Hiroyuki Imaishi is well known in the west for his bombastic, over-the-top mecha anime Gurren Lagann (2007). I must admit I am not big on the “Go beyond impossible” direction the show takes or the aesthetics that complement it. Following this success Imaishi created his own animation studio – Studio Trigger and ‘Promare’ is the first feature length anime at the studio. However, ‘Promare’ certainly seems an improvement in the right direction without completely abandoning the carefree illogical that made ‘Gurren Lagann’ successful. This film is set in a near future where the fire department rescues people from ‘Burnish’, a raging force, portrayed as flames, that seems to emanate from the frustrated in the society. As it goes on there seems to be something else harming the society at large and the fire department must face it.

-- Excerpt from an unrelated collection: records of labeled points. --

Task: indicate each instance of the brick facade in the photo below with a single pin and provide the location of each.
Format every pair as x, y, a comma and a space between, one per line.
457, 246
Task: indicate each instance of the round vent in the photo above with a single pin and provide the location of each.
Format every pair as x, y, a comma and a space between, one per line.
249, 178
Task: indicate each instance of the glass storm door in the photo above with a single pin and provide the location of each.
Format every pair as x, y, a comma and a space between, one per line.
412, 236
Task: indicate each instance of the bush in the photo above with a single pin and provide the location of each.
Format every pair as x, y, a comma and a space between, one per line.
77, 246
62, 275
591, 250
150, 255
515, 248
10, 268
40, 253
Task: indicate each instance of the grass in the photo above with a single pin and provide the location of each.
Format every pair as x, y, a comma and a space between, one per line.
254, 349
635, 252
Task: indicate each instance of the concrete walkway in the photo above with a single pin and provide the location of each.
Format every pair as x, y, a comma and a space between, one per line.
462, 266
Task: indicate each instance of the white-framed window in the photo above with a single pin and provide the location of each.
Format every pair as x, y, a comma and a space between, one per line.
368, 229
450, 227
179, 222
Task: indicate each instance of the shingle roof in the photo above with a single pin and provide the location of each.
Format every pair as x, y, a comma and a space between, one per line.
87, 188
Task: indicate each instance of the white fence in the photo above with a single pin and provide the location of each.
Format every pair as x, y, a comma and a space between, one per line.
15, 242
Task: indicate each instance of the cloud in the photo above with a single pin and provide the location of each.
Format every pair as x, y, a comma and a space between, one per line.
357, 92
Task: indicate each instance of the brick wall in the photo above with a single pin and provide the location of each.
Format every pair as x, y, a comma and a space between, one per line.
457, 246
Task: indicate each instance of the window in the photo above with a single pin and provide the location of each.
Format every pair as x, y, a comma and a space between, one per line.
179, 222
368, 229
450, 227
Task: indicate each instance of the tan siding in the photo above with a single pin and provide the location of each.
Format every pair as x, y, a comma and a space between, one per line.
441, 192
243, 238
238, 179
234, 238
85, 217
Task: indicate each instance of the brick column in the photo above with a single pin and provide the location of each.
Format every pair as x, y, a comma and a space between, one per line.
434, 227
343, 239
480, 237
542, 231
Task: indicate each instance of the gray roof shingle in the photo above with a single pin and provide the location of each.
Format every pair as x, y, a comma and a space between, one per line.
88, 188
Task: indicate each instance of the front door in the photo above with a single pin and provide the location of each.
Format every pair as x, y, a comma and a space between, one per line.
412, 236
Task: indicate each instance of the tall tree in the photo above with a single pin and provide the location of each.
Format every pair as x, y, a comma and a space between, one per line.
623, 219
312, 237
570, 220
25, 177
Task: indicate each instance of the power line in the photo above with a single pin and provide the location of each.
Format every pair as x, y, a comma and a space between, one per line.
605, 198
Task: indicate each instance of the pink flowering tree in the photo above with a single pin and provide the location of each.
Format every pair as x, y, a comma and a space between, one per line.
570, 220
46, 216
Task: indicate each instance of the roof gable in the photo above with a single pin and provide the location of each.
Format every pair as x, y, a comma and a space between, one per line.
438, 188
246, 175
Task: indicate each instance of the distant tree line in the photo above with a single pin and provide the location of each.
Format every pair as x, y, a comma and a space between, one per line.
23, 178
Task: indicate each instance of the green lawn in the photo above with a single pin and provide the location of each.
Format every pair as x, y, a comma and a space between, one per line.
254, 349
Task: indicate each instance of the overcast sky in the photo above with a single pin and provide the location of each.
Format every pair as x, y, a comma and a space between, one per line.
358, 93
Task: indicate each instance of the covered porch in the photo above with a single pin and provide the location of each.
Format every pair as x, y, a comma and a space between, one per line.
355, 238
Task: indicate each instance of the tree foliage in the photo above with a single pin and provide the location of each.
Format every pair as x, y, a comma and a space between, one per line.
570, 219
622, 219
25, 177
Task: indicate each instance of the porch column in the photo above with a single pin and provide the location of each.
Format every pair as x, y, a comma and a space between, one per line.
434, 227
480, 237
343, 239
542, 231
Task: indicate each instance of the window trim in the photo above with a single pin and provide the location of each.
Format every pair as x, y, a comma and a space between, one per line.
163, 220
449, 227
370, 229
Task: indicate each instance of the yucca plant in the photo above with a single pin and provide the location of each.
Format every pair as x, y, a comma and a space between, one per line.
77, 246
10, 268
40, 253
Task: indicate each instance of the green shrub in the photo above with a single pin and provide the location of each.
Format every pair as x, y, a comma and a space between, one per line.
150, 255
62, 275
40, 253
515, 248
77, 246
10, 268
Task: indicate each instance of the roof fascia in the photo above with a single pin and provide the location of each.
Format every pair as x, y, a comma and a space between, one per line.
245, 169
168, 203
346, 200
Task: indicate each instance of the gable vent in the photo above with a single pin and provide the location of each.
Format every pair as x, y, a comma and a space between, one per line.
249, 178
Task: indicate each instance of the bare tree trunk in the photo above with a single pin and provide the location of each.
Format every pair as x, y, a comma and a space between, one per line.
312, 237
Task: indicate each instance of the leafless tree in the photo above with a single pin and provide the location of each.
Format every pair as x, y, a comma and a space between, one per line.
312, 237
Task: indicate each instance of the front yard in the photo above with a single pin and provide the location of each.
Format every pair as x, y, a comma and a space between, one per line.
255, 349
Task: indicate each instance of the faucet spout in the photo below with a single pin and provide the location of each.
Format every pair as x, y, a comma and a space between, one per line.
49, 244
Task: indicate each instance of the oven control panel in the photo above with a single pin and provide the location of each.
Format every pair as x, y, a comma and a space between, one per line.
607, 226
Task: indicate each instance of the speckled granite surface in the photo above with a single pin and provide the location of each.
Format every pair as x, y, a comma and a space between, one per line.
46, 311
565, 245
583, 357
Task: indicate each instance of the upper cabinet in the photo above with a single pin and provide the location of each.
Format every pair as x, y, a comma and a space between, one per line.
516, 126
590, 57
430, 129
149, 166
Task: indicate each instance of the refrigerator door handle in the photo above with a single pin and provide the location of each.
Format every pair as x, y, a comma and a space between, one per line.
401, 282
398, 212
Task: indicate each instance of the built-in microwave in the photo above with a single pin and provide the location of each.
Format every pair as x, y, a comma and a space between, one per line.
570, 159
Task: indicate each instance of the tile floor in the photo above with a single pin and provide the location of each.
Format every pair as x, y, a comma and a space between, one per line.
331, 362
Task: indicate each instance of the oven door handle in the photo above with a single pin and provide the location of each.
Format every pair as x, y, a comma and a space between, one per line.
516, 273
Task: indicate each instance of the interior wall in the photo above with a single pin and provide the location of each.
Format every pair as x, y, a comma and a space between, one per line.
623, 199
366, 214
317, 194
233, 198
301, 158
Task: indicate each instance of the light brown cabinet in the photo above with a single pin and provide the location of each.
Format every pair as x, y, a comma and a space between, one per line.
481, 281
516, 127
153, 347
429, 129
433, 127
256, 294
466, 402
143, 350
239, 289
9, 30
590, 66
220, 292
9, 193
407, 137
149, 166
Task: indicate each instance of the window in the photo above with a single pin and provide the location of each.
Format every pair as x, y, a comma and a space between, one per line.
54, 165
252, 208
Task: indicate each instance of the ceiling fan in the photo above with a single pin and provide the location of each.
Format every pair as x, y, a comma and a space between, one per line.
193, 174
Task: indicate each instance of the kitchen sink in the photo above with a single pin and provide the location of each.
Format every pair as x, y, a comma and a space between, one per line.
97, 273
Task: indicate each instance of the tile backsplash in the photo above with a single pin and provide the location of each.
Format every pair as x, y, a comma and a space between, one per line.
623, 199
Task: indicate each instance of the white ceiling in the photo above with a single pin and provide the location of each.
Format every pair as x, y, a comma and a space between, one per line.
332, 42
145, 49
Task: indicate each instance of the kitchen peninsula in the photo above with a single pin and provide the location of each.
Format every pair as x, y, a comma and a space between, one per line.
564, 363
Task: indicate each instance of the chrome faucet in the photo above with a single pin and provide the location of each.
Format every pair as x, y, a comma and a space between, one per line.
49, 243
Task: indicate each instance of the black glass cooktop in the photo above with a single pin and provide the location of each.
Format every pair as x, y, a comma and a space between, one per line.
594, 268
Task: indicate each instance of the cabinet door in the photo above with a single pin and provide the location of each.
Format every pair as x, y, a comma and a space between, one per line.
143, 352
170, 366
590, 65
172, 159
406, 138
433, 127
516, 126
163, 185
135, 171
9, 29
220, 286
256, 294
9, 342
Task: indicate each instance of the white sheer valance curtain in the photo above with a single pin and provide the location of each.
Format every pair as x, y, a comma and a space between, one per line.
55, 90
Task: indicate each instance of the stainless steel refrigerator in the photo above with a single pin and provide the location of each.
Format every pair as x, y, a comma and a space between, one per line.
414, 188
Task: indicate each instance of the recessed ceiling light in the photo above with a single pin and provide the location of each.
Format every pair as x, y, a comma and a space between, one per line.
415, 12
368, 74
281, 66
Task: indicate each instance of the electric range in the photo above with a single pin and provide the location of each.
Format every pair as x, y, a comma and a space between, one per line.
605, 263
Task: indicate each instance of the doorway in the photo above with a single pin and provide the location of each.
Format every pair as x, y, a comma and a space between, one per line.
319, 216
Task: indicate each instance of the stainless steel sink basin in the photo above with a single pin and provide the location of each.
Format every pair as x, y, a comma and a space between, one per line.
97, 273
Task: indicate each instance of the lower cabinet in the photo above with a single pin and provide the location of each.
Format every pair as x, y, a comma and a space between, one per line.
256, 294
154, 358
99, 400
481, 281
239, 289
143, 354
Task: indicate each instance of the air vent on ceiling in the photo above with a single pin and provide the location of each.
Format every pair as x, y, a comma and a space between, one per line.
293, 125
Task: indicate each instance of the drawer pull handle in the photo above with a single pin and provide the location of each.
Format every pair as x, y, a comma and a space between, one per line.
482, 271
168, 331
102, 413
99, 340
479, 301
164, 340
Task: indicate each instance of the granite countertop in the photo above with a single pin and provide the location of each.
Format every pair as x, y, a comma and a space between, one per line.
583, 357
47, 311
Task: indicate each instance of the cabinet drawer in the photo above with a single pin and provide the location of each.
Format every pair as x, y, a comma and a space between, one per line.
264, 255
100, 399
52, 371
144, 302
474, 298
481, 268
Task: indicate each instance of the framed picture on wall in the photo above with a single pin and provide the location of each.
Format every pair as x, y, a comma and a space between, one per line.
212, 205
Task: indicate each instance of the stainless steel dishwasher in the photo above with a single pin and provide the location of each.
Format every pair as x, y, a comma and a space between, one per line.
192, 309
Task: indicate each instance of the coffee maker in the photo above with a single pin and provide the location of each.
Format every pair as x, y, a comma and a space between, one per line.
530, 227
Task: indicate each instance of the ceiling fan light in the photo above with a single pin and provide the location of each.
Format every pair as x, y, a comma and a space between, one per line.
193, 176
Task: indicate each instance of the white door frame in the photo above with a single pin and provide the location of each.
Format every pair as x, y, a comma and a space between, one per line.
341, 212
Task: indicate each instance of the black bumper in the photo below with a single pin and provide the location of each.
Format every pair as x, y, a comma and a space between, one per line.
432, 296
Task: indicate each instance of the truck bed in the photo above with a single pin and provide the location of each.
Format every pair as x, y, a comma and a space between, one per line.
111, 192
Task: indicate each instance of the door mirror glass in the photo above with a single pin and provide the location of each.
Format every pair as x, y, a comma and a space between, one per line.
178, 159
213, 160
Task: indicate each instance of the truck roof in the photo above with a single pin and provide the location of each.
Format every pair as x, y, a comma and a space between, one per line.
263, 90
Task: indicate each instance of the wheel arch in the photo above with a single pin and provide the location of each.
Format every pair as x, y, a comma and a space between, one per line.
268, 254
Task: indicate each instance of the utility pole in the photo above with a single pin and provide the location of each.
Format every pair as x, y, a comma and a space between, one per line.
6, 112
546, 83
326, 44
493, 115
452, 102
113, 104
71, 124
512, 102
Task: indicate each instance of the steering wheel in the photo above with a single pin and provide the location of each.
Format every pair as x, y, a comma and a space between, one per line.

‘Promare’ just like many anime does a good job of never really spoon feeding the flames as a metaphor. It is visually presented in brief. The opening action sequence will keep you in awe of visually stunning and smoothly animated frames. It is a feast of splendid character designs amidst colorful environment on fire. This is where its strength lies. On the other hand, the characters and the plot are not only cliched but also weak. The complete embrace of denial of characters and plot for unrelenting action would have at least resulted in something unashamedly fun. The moments where it slows down to let the characters or the plot breathe is when it becomes uninteresting. The action remains exciting though and through even though it embraces the similar “Go beyond impossible” theme. However, the zany aesthetics at play complement the theme here unlike its 2007 predecessor. While the background music is just fine most of the time, it is distracting and overdone quite a few times. The substance here simply does not work on the creative level that the art style does.
To put it in short ‘Promare’ is at its best when everything is invincible, morphing, in motion and on fire.
Disclaimer: The above review solely illustrates the views of the writer.